Additionally, drug manufacturers were considered winners when the Affordable Care Act became law because more people had increased access to prescriptions. A repeal of the law often known as Obamacare could mean many people losing insurance could not afford to purchase drugs.
PHRMA CEO Stephen Ubl cast the “Go Boldly” campaign as an effort to refocus the discussion about the strides in research. But he acknowledged the industry was at the center of criticism.
“We take the concerns that have been raised by the president very seriously,” Ubl said. “We think there are pragmatic policy solutions, and we look forward to working with the administration.”
While outspoken while the Affordable Care Act was being drafted, PHRMA has largely remained quiet during the early discussions about whether the law should be repealed and replaced.
Planning for the group’s campaign began six months ago, well before the November presidential election, according to spokesman Robert Zirkelbach.
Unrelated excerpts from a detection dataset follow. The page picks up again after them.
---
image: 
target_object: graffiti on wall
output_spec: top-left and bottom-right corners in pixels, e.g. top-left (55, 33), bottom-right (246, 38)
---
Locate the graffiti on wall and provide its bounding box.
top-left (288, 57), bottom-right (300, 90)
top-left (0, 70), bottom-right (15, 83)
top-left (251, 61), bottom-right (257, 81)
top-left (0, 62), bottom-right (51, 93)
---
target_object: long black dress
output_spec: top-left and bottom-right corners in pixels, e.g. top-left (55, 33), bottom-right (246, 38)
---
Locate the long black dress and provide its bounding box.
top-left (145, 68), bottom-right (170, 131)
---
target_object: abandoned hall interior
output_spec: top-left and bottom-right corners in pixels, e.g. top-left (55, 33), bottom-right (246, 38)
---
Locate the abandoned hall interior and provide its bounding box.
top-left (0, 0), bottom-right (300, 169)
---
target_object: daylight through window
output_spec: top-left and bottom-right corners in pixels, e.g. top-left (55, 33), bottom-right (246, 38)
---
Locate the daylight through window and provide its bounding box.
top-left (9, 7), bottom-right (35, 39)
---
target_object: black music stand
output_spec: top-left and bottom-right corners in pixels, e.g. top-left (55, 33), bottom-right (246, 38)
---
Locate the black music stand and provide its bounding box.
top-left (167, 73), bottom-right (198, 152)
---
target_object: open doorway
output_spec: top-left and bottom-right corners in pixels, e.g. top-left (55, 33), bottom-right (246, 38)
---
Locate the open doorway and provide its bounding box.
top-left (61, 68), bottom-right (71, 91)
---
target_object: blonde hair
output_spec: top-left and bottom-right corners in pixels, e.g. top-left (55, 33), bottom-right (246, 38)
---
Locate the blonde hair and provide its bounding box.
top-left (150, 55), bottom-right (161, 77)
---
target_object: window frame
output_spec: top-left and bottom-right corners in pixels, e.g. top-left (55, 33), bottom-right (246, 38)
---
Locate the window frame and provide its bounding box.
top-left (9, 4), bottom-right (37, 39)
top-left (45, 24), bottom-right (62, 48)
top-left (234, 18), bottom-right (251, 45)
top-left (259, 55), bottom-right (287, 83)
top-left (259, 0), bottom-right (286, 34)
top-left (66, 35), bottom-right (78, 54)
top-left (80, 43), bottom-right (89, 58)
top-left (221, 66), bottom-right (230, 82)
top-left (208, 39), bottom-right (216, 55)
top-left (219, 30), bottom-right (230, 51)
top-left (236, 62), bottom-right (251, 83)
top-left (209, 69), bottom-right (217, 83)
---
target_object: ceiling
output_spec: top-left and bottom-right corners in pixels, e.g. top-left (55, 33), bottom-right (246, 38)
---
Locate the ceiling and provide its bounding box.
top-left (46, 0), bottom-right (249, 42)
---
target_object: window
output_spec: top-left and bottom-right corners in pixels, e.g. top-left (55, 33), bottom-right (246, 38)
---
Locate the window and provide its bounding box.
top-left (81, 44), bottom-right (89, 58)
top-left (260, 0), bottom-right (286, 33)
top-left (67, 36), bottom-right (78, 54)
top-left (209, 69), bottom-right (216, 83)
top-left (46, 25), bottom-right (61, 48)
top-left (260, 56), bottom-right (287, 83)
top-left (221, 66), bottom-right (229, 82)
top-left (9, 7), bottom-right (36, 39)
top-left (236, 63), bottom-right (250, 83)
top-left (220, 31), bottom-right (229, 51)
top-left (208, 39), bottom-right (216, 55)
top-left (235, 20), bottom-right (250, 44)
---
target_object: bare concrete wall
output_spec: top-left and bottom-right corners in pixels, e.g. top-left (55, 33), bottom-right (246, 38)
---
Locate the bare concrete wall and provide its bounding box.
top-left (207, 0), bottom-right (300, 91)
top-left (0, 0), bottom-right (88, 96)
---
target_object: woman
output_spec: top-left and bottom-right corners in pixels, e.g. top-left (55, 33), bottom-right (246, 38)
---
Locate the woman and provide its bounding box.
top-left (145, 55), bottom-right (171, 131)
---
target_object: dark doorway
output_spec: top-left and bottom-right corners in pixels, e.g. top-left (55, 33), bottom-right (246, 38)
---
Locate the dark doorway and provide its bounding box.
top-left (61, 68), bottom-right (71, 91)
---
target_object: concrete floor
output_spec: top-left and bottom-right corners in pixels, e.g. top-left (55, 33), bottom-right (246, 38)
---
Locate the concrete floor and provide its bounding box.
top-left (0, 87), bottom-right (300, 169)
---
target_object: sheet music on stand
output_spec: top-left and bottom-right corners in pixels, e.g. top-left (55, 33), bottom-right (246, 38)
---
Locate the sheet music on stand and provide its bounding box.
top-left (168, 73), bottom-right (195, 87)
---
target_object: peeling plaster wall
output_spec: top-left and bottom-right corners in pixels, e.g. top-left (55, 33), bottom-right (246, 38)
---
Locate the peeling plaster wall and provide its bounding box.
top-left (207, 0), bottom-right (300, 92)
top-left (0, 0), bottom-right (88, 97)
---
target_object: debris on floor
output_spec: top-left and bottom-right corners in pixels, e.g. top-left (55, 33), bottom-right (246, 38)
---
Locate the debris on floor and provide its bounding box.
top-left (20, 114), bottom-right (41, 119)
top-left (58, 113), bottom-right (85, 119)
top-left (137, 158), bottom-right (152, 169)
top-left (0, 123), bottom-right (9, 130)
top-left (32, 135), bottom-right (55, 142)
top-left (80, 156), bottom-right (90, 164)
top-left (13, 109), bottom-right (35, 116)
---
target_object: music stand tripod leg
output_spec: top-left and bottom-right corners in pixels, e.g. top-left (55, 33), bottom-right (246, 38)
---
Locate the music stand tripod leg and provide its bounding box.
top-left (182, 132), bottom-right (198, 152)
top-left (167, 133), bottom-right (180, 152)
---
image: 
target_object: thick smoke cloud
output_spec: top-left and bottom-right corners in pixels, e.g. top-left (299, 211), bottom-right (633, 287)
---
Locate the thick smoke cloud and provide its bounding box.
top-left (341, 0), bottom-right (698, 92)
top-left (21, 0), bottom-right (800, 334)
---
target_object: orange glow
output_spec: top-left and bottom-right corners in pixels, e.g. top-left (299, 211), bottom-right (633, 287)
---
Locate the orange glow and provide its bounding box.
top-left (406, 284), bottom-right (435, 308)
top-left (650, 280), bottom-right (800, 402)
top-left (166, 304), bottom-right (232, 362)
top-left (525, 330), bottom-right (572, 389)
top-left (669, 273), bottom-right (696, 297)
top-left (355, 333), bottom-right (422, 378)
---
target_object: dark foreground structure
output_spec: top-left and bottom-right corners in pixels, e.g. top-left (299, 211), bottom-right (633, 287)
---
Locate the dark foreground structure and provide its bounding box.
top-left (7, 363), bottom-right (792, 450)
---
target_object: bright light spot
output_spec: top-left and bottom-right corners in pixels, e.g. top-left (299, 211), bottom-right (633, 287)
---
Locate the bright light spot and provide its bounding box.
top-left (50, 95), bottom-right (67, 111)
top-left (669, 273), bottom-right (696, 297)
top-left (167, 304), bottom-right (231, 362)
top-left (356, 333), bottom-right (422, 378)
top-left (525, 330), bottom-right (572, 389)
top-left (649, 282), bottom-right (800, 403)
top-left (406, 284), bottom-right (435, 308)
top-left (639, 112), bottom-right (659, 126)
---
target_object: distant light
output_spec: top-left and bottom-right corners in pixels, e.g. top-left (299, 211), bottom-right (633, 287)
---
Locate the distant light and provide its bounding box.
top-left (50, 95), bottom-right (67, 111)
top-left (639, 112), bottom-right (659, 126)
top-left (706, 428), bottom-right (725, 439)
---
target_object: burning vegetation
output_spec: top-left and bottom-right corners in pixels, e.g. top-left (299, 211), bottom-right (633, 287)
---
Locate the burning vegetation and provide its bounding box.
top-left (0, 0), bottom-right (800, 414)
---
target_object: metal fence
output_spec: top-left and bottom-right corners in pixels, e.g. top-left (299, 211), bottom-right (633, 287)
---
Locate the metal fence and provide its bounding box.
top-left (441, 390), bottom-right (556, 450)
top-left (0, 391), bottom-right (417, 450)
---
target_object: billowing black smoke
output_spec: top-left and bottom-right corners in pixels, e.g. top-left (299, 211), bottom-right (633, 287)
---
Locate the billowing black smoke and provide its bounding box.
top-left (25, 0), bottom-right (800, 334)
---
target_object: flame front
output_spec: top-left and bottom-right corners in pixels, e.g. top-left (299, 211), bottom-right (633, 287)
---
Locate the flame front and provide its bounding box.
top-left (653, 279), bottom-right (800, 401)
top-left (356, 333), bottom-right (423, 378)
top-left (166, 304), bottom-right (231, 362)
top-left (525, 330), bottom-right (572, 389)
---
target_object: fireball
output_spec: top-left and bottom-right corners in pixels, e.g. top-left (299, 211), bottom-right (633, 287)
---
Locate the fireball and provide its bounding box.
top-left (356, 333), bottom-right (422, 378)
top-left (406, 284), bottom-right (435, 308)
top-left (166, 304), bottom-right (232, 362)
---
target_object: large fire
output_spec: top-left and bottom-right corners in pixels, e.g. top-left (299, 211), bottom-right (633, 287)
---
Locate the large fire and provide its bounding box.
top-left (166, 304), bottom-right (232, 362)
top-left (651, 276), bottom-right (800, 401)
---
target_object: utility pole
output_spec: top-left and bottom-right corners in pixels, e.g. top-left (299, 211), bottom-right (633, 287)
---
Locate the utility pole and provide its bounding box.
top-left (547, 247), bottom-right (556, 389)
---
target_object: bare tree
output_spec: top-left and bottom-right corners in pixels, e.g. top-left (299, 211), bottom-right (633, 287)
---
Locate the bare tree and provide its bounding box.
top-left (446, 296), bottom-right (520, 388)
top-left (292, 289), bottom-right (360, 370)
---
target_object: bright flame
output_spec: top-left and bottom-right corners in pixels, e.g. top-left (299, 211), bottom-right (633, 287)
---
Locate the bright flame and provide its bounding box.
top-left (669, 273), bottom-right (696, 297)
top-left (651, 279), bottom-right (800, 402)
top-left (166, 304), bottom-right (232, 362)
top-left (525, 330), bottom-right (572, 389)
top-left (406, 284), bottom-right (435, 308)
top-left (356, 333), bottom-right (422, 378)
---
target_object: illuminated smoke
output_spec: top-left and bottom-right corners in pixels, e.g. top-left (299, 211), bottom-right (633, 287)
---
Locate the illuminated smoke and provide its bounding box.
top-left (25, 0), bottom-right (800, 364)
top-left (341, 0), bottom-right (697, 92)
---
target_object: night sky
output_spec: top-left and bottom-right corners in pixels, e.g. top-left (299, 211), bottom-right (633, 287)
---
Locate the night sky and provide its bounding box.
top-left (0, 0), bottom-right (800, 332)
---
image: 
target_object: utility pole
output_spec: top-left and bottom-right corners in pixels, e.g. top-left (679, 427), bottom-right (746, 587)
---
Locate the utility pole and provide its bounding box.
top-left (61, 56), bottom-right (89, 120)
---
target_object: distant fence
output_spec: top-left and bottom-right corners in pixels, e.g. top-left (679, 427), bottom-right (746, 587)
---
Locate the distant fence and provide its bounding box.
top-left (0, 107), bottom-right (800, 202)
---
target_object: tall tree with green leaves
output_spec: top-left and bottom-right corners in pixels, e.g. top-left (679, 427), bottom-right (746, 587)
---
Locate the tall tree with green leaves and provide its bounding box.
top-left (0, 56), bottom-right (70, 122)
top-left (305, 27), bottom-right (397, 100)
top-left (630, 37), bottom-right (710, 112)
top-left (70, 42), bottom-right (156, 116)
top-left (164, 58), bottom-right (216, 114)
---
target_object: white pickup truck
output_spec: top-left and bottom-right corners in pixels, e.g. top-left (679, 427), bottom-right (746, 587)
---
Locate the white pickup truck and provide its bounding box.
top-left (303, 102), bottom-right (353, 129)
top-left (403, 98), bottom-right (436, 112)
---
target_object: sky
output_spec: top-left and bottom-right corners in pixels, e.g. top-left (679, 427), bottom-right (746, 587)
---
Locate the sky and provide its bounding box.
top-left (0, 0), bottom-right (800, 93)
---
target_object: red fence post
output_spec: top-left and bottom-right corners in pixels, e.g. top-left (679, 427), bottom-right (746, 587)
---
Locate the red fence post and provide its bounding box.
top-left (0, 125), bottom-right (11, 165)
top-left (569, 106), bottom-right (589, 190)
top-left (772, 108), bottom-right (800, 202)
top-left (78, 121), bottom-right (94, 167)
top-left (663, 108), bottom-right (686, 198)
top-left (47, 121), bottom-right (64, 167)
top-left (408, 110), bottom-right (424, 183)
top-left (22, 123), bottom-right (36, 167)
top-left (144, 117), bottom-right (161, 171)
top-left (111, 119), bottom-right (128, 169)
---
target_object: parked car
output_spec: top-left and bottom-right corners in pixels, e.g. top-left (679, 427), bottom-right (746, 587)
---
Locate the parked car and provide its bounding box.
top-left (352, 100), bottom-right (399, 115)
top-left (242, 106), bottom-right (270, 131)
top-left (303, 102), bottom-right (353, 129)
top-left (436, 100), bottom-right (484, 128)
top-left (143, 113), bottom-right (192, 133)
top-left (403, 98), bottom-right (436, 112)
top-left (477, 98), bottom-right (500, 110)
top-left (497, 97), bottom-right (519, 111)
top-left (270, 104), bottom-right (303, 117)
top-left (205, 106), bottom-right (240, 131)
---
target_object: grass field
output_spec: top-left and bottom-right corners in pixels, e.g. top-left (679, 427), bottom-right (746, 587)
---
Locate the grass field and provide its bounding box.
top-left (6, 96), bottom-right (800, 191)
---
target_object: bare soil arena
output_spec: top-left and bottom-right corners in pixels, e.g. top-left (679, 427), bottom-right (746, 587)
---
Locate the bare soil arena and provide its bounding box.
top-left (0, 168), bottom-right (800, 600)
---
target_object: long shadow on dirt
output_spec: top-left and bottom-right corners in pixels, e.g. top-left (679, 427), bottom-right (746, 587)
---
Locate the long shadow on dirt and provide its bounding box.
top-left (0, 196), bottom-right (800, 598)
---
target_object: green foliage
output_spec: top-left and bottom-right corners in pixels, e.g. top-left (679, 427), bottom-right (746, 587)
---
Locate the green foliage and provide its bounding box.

Like many organizations, the group signaled it expected Democrat Hillary Clinton was going to win and began planning to push back at her calls for capping drug prices.
It continued with plans for the campaign, which Ubl said would have been the same had Clinton won, even after Trump was elected.
The group also released a four-part regulatory and legislative agenda that it said would be part of an extensive lobbying campaign, including advocating for changes to the Food and Drug Administration and the ability for drugmakers to coordinate with insurance companies when developing new treatments.
The campaign makes almost no mention of the repeal of Obamacare.
“(This campaign) is not aimed at any one legislative issue,” Ubl said.